So IC really does matter here, and it will continue to matter a lot as
long as the CR/CPIs are comparable.

Got that?  There will a quiz at the end of this posting...

>> MIPS compiler is not significantly better than the current SPARC compiler. 
>> Considering the bad press, I will admit I was surprised by this
>> myself. 
>Doesn't surprise me too greatly.

Well, here are some more sample dynamic instruction counts from pixie 
and spixstats, in millions:

Machine:	Sun4	M/1000
Opt Level:	-O4	-O3

bison		28.5	21.9
cc1 (gcc-1.30)	10.9	12.0	[ -O2 for mips, uld dumped core at -O3 ]
compress	197	202	[ two loops ]
gnu diff	30.3	102	[ bug in mips cc ]
gnu egrep	3.3	5.1	[ one loop, difference is all nops, addr calc ]
gnu awk-1.1	28	27	[ weird code, both optimizers had a hard time ]
TimberWolf3.3	230	175
doduc		366	287	[ sun does lots of extra s<->d prec conversion ]

So it can go both ways, for both compiler and ISA reasons.  I have my 
own opinions about the compilers from looking at assembly code but 
I'll let qualified people pass official judgment on them.  [ I'm
in enough trouble, grad students aren't supposed to have opinions in 
the first place :-) ]

I find it hard to argue that SPARC is better architecturally because 
it executes fewer instructions -- it really isn't always true, and 
sometimes it REALLY isn't always true.  I mean -- sweeping generalities
based on a sample of one?

>				  The register windows compensate quite
>well for outdated compiler technology, which is why the UCB guys used
>them in the first place (so they could re-target PCC, instead of
>having to dig up come compiler guys to do a moby optimizing hack).

Well, he wasn't *just* talking about loads and stores...

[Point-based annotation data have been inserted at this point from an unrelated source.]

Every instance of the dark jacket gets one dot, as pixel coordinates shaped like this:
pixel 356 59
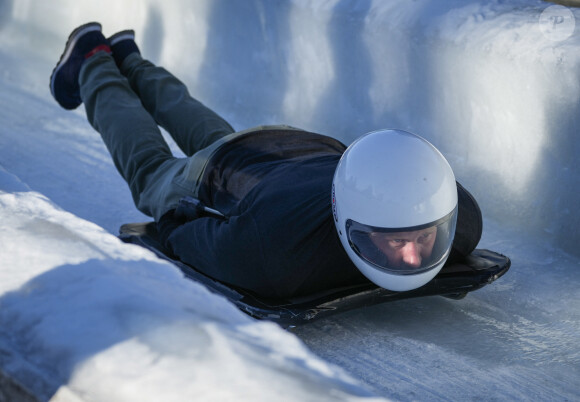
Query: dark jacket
pixel 278 238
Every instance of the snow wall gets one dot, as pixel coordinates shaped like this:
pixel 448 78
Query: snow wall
pixel 493 84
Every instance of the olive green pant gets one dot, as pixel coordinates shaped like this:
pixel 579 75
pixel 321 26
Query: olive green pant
pixel 127 107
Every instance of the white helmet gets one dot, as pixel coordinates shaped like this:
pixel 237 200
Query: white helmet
pixel 394 201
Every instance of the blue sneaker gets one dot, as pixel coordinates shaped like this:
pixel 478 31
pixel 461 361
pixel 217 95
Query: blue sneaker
pixel 123 44
pixel 82 43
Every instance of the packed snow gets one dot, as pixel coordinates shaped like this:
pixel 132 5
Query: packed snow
pixel 493 84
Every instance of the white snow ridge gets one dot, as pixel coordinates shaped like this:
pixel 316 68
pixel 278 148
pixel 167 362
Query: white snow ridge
pixel 493 84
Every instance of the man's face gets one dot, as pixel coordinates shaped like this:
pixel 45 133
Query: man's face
pixel 406 249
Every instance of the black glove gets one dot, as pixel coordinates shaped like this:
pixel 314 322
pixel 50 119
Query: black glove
pixel 167 224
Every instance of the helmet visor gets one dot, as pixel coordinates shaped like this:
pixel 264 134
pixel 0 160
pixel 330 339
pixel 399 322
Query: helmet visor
pixel 403 251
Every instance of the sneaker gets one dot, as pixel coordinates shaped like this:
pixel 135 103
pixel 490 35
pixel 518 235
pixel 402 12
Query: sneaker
pixel 82 43
pixel 123 44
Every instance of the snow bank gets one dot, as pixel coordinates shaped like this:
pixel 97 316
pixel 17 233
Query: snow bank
pixel 493 84
pixel 109 321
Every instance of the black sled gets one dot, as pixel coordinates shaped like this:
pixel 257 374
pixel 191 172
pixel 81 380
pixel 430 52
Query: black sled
pixel 481 268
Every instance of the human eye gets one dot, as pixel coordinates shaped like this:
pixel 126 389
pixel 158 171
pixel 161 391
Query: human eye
pixel 397 243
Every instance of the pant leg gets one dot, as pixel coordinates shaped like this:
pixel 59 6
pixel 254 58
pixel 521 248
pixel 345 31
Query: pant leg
pixel 132 137
pixel 192 125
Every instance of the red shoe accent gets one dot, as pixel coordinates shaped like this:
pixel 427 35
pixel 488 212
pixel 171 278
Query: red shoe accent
pixel 103 48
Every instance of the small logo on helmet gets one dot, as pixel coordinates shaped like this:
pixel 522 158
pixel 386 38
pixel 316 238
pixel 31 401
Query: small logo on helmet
pixel 334 205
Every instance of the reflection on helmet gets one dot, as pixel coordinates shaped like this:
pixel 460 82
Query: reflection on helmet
pixel 394 200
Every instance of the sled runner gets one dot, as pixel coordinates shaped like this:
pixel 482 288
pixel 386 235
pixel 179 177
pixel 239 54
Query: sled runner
pixel 481 268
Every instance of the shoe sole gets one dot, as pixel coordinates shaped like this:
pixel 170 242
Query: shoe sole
pixel 128 34
pixel 70 44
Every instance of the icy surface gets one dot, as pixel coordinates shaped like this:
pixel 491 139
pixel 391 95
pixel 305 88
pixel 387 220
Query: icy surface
pixel 493 84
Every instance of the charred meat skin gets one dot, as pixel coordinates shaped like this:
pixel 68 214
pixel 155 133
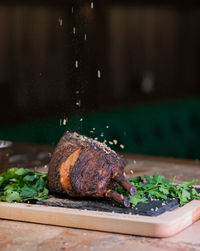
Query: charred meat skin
pixel 83 167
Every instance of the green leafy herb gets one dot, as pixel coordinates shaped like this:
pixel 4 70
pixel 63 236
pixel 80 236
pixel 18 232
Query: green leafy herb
pixel 160 188
pixel 20 184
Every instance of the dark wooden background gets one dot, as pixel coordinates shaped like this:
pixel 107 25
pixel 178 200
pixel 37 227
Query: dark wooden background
pixel 147 51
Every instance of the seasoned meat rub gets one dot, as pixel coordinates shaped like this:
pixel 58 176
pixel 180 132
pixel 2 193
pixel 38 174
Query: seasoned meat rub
pixel 83 167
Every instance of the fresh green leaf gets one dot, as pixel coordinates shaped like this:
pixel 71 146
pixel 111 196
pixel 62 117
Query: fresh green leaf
pixel 20 184
pixel 22 171
pixel 1 180
pixel 30 178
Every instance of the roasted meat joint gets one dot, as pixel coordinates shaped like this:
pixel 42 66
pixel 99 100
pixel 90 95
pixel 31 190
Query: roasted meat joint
pixel 83 167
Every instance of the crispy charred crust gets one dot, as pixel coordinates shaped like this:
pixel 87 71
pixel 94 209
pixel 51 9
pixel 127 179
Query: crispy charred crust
pixel 83 167
pixel 66 168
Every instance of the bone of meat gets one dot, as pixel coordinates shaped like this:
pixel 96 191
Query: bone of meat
pixel 83 167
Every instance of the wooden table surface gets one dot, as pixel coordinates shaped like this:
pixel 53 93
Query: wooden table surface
pixel 28 236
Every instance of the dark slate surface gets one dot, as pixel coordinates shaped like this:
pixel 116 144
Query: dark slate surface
pixel 154 207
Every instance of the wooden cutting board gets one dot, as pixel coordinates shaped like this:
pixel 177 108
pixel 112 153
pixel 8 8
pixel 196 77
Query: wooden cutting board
pixel 164 225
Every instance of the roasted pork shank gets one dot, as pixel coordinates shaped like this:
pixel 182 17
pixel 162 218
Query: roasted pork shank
pixel 83 167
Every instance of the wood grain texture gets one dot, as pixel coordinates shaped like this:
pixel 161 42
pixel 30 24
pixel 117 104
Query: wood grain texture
pixel 164 225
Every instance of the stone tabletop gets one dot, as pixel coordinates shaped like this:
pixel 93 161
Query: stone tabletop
pixel 28 236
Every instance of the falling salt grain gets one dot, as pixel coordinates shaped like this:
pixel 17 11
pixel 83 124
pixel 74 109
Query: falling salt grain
pixel 64 121
pixel 60 21
pixel 98 74
pixel 74 30
pixel 78 103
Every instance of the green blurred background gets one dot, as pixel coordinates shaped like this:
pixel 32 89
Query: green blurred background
pixel 138 73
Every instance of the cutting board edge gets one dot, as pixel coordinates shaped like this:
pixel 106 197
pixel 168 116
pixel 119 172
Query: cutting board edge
pixel 160 226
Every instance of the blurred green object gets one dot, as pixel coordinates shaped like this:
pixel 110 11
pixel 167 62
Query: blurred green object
pixel 164 129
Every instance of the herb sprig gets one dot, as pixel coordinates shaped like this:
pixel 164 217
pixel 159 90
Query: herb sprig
pixel 160 188
pixel 21 185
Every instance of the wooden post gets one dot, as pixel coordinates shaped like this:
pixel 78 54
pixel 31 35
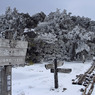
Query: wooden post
pixel 5 80
pixel 55 74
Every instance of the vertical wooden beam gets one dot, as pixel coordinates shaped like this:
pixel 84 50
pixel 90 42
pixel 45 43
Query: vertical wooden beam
pixel 8 79
pixel 55 74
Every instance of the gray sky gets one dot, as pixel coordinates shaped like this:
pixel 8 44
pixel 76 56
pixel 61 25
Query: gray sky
pixel 84 8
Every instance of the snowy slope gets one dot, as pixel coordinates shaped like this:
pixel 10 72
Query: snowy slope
pixel 36 80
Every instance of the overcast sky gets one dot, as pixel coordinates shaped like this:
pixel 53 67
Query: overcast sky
pixel 84 8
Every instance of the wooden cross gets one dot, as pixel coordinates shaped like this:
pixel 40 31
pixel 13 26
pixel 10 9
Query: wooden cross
pixel 53 68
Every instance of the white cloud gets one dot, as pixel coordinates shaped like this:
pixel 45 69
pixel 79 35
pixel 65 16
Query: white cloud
pixel 77 7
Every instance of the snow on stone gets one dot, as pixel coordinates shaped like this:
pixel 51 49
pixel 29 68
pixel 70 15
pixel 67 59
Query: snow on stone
pixel 48 37
pixel 36 80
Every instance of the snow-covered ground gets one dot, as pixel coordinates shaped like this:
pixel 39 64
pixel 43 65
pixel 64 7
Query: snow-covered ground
pixel 36 80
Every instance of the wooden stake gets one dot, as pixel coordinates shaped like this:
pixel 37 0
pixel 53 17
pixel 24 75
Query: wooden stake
pixel 55 74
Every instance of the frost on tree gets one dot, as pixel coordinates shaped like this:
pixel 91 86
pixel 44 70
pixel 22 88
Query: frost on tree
pixel 74 36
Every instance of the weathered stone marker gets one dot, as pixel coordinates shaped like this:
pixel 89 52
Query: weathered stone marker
pixel 53 68
pixel 12 53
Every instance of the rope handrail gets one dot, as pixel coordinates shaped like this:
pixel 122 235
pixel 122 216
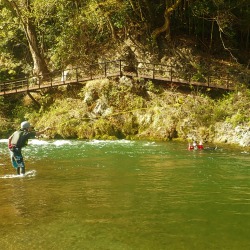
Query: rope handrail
pixel 153 71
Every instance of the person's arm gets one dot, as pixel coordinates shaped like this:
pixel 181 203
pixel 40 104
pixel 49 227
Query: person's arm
pixel 42 131
pixel 9 142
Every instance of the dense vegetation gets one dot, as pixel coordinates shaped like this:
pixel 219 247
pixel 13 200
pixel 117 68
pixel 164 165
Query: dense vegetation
pixel 38 37
pixel 44 35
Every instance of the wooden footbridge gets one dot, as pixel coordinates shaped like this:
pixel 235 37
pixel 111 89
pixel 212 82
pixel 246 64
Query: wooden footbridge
pixel 151 71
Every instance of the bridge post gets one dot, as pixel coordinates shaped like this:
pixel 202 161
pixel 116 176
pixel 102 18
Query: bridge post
pixel 171 73
pixel 120 67
pixel 77 75
pixel 105 69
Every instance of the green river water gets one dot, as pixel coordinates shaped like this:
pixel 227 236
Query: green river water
pixel 113 195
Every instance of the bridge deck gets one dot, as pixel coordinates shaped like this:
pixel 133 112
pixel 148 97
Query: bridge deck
pixel 109 69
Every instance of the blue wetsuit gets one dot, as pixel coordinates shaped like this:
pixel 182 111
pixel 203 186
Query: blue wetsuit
pixel 17 141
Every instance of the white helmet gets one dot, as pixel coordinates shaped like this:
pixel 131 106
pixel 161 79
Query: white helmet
pixel 25 125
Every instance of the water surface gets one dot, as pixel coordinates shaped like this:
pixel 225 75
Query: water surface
pixel 125 195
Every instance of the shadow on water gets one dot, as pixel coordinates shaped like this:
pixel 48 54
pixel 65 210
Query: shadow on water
pixel 125 195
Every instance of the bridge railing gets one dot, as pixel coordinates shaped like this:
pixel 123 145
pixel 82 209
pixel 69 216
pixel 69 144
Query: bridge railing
pixel 86 72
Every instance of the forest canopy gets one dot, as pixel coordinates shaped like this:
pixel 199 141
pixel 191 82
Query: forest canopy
pixel 39 36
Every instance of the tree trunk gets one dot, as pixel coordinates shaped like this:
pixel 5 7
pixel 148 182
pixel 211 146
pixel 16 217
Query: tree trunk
pixel 40 67
pixel 166 26
pixel 22 9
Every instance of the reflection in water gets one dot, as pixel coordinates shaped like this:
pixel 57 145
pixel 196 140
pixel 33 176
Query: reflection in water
pixel 125 195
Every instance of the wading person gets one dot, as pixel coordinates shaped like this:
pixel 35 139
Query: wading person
pixel 17 141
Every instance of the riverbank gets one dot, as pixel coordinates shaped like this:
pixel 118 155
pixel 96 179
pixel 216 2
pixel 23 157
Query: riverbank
pixel 136 109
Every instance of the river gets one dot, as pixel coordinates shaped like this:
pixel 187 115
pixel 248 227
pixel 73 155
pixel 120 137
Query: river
pixel 122 195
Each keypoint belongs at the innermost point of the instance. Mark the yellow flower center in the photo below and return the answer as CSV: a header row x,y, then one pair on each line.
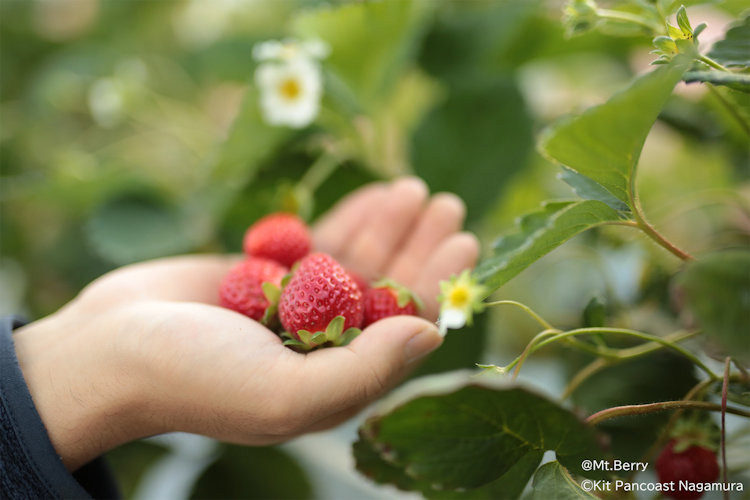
x,y
290,89
459,297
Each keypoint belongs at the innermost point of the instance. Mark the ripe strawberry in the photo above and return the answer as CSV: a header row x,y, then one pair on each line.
x,y
242,288
319,291
388,298
281,237
693,463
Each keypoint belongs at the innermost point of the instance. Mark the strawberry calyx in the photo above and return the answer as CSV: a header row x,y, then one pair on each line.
x,y
272,293
334,334
403,294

>> The opinions here are my own and do not necessarily represent those of
>> Sun Microsystems.
>Are you sure?
>I mean, it sounded so lot like a product of the Sun Microsystems PR
>department! (except that they would not be so clumsy about it, of
>course). 

Sigh.  Looks like the RISC wars really are on again, bigger and badder 
than ever ... 

[ OK, so I lied about the quiz. ]
----------------
Paul M. Aoki
CS Division, Dept. of EECS // UCB // Berkeley, CA 94720		(415) 642-1863
aoki@postgres.Berkeley.EDU					...!ucbvax!aoki

pavlov@hscfvax.harvard.edu (G.Pavlov) (12/19/88)

In article <82150@sun.uucp>, edkelly%aisling@Sun.COM (Ed Kelly) writes:
> 
>             A COMPARISON OF SPARC VS MIPS ON A LARGE C PROGRAM.
> 
> For the comparison we chose a large portable C program (the GNU C Compiler rev
> 1.24) and compiled the identical source on a Sun-4/280 with the SPARC compiler
> to produce a SPARC binary, and on a MIPS M/1000 with the MIPS compiler to 
> produce a MIPS binary.              ^^^^^^^^^^^

  Why did you not use a current-generation MIPS in the comparison ???

dce@mips.COM (David Elliott) (12/19/88)

In article <697@hscfvax.harvard.edu> pavlov@hscfvax.harvard.edu (G.Pavlov) writes:
>In article <82150@sun.uucp>, edkelly%aisling@Sun.COM (Ed Kelly) writes:

[comparison of code generated by SPARC on Sun 4 and MIPS on an M/1000]

>  Why did you not use a current-generation MIPS in the comparison ???

There's no point.  The M/120 and M/2000 have the same compilers and run
the same object code.  Since the comparison is of code generation and
not execution speed, the actual machine doesn't make a big difference.

-- 
David Elliott		dce@mips.com  or  {ames,prls,pyramid,decwrl}!mips!dce
"Did you see his eyes?  Did you see his crazy eyes?" -- Iggy (who else?)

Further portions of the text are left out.